The necessity of family medical history for adoptees has long been a unifying point, around which even people who don't otherwise support disclosure or reunion could rally. For a long time its importance was unquestioned. Yet in recent online discussions about adoption disclosure, I have encountered a new challenge to this argument.

The following are actual user comments from a couple of recent stories in Ontario newspapers about adoption disclosure and disclosure for donor-conceived adults, and illustrate the argument:

“The idea that knowing your unknown father's medical history is going to be of any significant value is incorrect. So he had high blood pressure; what are you going to do? Start taking blood pressure medicine prophylactically? All you need to know for personalized medicine is in your own genes, not your father's.”

— Dr Dr, "Parentage is about more than DNA", Globe and Mail, October 28, 2010

“These days anyone can pay $500 and get their genome decoded, which includes a summary of your genetic risk for many diseases, and in many cases match you with genetic relatives if you opt for that. Just go to 23andme.com or similar services. The medical history reason to contact birth parents doesn't hold much water any more. The answer to what you are at risk for is in your own cells just waiting to be decoded, and the breadth and depth of what genetic testing technology can tell you these days is expanding rapidly and the price is dropping. Considering 10% or more of kids aren't fathered by the person who is supposedly their father, genomic testing is a much more accurate approach.”

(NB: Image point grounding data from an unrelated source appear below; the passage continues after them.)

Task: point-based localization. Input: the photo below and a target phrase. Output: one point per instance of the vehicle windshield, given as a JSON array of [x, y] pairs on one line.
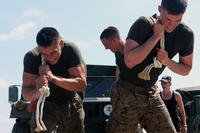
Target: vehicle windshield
[[98, 86], [99, 80]]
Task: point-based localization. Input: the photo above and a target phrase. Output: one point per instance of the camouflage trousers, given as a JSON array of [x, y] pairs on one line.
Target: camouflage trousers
[[62, 118], [133, 105]]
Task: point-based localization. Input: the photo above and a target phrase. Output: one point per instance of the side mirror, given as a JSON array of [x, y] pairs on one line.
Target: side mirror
[[197, 103], [13, 94]]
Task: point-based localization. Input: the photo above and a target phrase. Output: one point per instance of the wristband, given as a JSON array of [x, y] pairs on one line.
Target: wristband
[[51, 79]]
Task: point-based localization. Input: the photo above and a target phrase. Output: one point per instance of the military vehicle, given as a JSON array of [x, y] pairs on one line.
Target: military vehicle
[[96, 101]]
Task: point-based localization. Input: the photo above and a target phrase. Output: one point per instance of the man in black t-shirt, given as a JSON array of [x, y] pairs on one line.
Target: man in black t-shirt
[[64, 73], [111, 39], [146, 56]]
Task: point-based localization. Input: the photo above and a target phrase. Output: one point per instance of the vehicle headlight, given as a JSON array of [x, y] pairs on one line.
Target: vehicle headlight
[[107, 109]]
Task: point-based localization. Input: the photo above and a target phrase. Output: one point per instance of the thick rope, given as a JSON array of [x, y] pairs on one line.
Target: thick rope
[[156, 63], [44, 92]]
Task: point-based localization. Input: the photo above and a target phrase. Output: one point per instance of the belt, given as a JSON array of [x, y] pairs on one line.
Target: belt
[[150, 91]]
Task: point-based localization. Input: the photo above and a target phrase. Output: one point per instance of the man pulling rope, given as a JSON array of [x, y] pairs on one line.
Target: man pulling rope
[[44, 92]]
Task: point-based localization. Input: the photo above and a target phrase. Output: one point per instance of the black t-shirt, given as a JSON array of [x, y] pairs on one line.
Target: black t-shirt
[[70, 57], [119, 60], [179, 41]]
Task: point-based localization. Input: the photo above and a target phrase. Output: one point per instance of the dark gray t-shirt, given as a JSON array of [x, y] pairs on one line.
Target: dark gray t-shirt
[[179, 41], [70, 57]]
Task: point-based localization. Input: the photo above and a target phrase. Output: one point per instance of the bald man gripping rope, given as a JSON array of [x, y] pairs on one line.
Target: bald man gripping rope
[[64, 74]]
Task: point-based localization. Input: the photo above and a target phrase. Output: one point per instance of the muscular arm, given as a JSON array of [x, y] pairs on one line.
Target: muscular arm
[[117, 72], [181, 108], [182, 67], [76, 82], [135, 53]]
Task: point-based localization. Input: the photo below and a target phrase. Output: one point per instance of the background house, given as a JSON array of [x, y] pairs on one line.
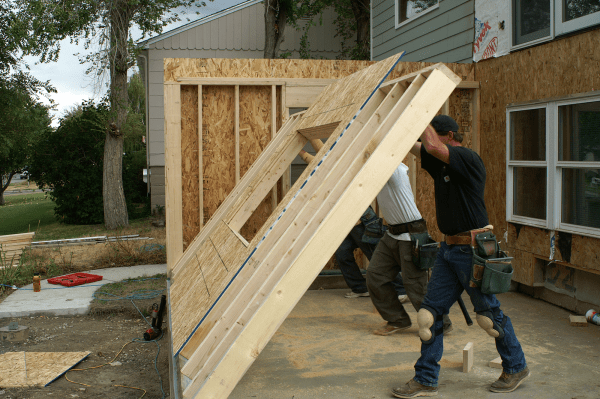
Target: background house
[[236, 32], [539, 73]]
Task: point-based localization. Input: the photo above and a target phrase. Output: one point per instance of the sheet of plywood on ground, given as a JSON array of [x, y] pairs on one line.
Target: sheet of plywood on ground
[[537, 73], [218, 145], [265, 163], [23, 369], [255, 134], [259, 68], [323, 233], [190, 171], [199, 285], [289, 214]]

— Pragmatica, "Adoptees can find mom but not dad", Toronto Star, December 10, 2009

Let's be very clear here: DNA testing for medical prognostication is in its infancy. It is no substitute for authentic medical information from actual blood relatives. You would not expect people testing the safety of cars to work only from the blueprints: they need live data from road tests, crashes, etc. And that is what DNA is: a blueprint.

And my car analogy even involves a blueprint designed by humans, which a knowledgeable engineer can fully understand! No one fully understands our DNA, and we are only now discovering the genetic basis of all kinds of diseases. What if it takes another 50 years of research to establish the genetic link between a certain string of DNA and a rare disease, a disease you might never even hear of heard of if you had family medical information?

More subtle is the fact that many published statistical associations between DNA variants and actual medical outcomes are at worst just wrong and at best offer little predictive value.

As a customer of genetic testing companies (including 23andme) and someone with a science background, I don't dispute the importance of genetic testing. But it is best used as a supplement, and not a replacement, for accurate personal medical information.